Reputation: 129
I'm trying to select rows up until a certain event type is reached. For example below we want to select all rows containing event1
until we reach a row containing event2
, partitioned by id
Input:
| id | type | sequence |
|--------|--------|----------|
| abc123 | event1 | 1 |
| abc123 | event1 | 2 |
| abc123 | event1 | 3 |
| abc123 | event2 | 4 |
| abc123 | event1 | 5 |
| abc123 | event1 | 6 |
| def456 | event1 | 4 |
| def456 | event1 | 5 |
| def456 | event2 | 6 |
| def456 | event1 | 7 |
| ghi789 | event2 | 1 |
| ghi789 | event1 | 2 |
| ghi789 | event1 | 3 |
Which would give the following result.
Output:
| id | type | sequence |
|--------|--------|----------|
| abc123 | event1 | 1 |
| abc123 | event1 | 2 |
| abc123 | event1 | 3 |
| abc123 | event2 | 4 |
| def456 | event1 | 4 |
| def456 | event1 | 5 |
| def456 | event2 | 6 |
| ghi789 | event2 | 1 |
I've tired ranking the data row_number() over(partition by id, type order by sequence) rank_
, in order to distinguish the data I want to select but can't work out the next step in actually defining the selection criteria.
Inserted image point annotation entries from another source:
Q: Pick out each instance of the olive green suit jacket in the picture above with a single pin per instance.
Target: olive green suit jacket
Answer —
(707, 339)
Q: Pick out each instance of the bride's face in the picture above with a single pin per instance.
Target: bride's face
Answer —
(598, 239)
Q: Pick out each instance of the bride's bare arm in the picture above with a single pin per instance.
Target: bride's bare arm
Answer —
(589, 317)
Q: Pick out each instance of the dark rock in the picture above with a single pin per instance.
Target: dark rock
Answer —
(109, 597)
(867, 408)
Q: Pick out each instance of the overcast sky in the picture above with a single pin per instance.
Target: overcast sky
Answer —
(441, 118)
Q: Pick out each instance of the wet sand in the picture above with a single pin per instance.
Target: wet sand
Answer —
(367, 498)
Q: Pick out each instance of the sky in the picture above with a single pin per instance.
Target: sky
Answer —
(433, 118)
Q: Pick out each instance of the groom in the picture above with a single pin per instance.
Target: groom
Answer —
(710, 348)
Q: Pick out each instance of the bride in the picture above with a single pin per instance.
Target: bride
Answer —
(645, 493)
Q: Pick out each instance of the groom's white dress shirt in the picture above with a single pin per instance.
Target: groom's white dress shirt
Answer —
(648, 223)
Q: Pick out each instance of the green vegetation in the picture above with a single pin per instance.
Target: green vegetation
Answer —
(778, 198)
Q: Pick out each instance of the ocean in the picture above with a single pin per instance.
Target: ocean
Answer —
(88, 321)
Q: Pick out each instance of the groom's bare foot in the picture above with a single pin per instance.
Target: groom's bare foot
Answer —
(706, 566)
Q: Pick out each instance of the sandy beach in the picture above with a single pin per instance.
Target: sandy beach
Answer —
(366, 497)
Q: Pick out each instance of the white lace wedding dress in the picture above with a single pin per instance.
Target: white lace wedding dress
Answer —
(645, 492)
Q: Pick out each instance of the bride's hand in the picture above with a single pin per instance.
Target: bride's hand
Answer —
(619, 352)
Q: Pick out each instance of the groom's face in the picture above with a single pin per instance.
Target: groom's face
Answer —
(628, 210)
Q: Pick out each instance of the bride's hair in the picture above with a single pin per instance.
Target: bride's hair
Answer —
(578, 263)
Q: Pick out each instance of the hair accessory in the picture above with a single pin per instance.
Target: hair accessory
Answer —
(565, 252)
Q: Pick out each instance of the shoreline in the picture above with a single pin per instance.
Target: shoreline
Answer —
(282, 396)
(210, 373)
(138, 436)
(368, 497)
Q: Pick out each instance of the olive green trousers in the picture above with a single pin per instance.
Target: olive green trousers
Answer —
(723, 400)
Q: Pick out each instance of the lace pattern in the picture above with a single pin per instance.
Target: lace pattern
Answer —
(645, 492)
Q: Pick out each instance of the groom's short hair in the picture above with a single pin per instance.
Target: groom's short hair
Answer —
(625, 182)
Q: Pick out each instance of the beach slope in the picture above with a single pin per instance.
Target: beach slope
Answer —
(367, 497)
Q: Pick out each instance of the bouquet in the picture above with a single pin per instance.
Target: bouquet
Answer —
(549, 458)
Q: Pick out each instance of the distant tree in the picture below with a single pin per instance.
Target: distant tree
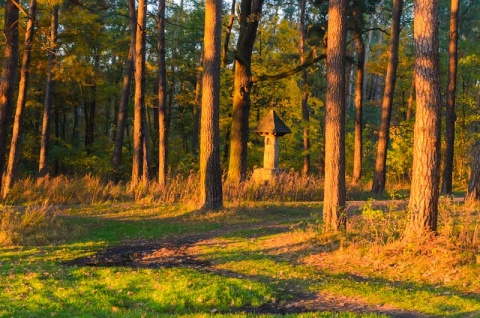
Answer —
(250, 14)
(127, 77)
(379, 178)
(139, 164)
(450, 115)
(9, 76)
(473, 191)
(358, 23)
(424, 190)
(15, 146)
(210, 170)
(48, 103)
(305, 108)
(162, 98)
(334, 190)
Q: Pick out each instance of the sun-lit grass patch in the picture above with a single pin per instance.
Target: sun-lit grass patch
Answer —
(250, 256)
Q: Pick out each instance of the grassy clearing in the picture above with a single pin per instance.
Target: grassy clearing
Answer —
(261, 258)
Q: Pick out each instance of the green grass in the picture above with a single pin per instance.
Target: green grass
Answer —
(258, 256)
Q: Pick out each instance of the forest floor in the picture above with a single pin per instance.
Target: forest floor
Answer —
(260, 259)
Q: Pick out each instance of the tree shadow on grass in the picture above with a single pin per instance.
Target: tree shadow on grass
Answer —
(294, 294)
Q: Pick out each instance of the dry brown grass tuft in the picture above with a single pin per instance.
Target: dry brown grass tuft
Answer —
(373, 247)
(33, 225)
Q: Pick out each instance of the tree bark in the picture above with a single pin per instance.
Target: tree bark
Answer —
(334, 214)
(42, 162)
(473, 191)
(379, 177)
(162, 99)
(197, 110)
(9, 77)
(411, 100)
(450, 115)
(423, 203)
(127, 78)
(250, 14)
(358, 149)
(15, 145)
(305, 90)
(228, 32)
(210, 169)
(139, 98)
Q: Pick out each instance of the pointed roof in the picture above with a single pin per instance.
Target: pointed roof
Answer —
(272, 124)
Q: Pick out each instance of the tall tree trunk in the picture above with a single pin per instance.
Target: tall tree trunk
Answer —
(358, 149)
(9, 76)
(250, 14)
(228, 32)
(334, 214)
(210, 169)
(42, 162)
(379, 177)
(197, 108)
(450, 108)
(139, 99)
(423, 204)
(305, 89)
(90, 108)
(127, 78)
(162, 99)
(15, 147)
(411, 100)
(473, 191)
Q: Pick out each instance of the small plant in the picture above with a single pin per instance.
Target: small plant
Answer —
(374, 218)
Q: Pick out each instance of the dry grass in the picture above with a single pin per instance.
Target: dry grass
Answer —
(373, 247)
(33, 225)
(290, 186)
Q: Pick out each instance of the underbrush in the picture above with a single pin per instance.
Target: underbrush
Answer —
(33, 226)
(289, 186)
(373, 246)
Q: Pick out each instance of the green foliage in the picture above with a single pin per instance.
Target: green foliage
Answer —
(245, 268)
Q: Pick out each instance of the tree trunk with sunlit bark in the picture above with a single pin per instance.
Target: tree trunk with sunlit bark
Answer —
(334, 214)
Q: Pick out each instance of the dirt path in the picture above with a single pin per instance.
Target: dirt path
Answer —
(180, 252)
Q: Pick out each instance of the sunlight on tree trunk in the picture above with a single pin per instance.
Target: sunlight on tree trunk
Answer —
(334, 193)
(379, 177)
(249, 17)
(139, 144)
(9, 76)
(210, 170)
(450, 115)
(358, 149)
(162, 99)
(42, 162)
(127, 77)
(15, 145)
(473, 191)
(305, 91)
(423, 203)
I'm essentially wanting to define a condition that says:
select *
from table
where seq=<{integer appearing in sequence column when row features event2 in type column, partitioned by id}
Upvotes: 1
Views: 1036
Reputation: 172993
Below is for BigQuery Standard SQL
#standardSQL
SELECT * EXCEPT(flag) FROM (
SELECT id, type, sequence, 0 = COUNTIF(type = 'event2') OVER(win) flag
FROM `project.dataset.table`
WINDOW win AS (PARTITION BY id ORDER BY sequence ROWS BETWEEN UNBOUNDED PRECEDING AND 1 PRECEDING)
)
WHERE flag
You can test, play with above using sample data from your question as in below example
#standardSQL
WITH `project.dataset.table` AS (
SELECT 'abc123' id, 'event1' type, 1 sequence UNION ALL
SELECT 'abc123', 'event1', 2 UNION ALL
SELECT 'abc123', 'event1', 3 UNION ALL
SELECT 'abc123', 'event2', 4 UNION ALL
SELECT 'abc123', 'event1', 5 UNION ALL
SELECT 'abc123', 'event1', 6 UNION ALL
SELECT 'def456', 'event1', 4 UNION ALL
SELECT 'def456', 'event1', 5 UNION ALL
SELECT 'def456', 'event2', 6 UNION ALL
SELECT 'def456', 'event1', 7 UNION ALL
SELECT 'ghi789', 'event2', 1 UNION ALL
SELECT 'ghi789', 'event1', 2 UNION ALL
SELECT 'ghi789', 'event1', 3
)
SELECT * EXCEPT(flag) FROM (
SELECT id, type, sequence, 0 = COUNTIF(type = 'event2') OVER(win) flag
FROM `project.dataset.table`
WINDOW win AS (PARTITION BY id ORDER BY sequence ROWS BETWEEN UNBOUNDED PRECEDING AND 1 PRECEDING)
)
WHERE flag
-- ORDER BY id, sequence
with output
Row id type sequence
1 abc123 event1 1
2 abc123 event1 2
3 abc123 event1 3
4 abc123 event2 4
5 def456 event1 4
6 def456 event1 5
7 def456 event2 6
8 ghi789 event2 1
Upvotes: 0
Reputation: 1269873
You can use window functions to get the minimum sequence for "event2":
select t.*
from (select t.*,
min(case when type = 'event2' then sequence end) over (partition by id) as event2_sequence
from t
) t
where event2_sequence is null or
sequence <= event2_sequence;
Note: I am assume that if there is no "event2" then you want all rows. Also, if you have other events, then you might want to filter down to just "event1" and "event2".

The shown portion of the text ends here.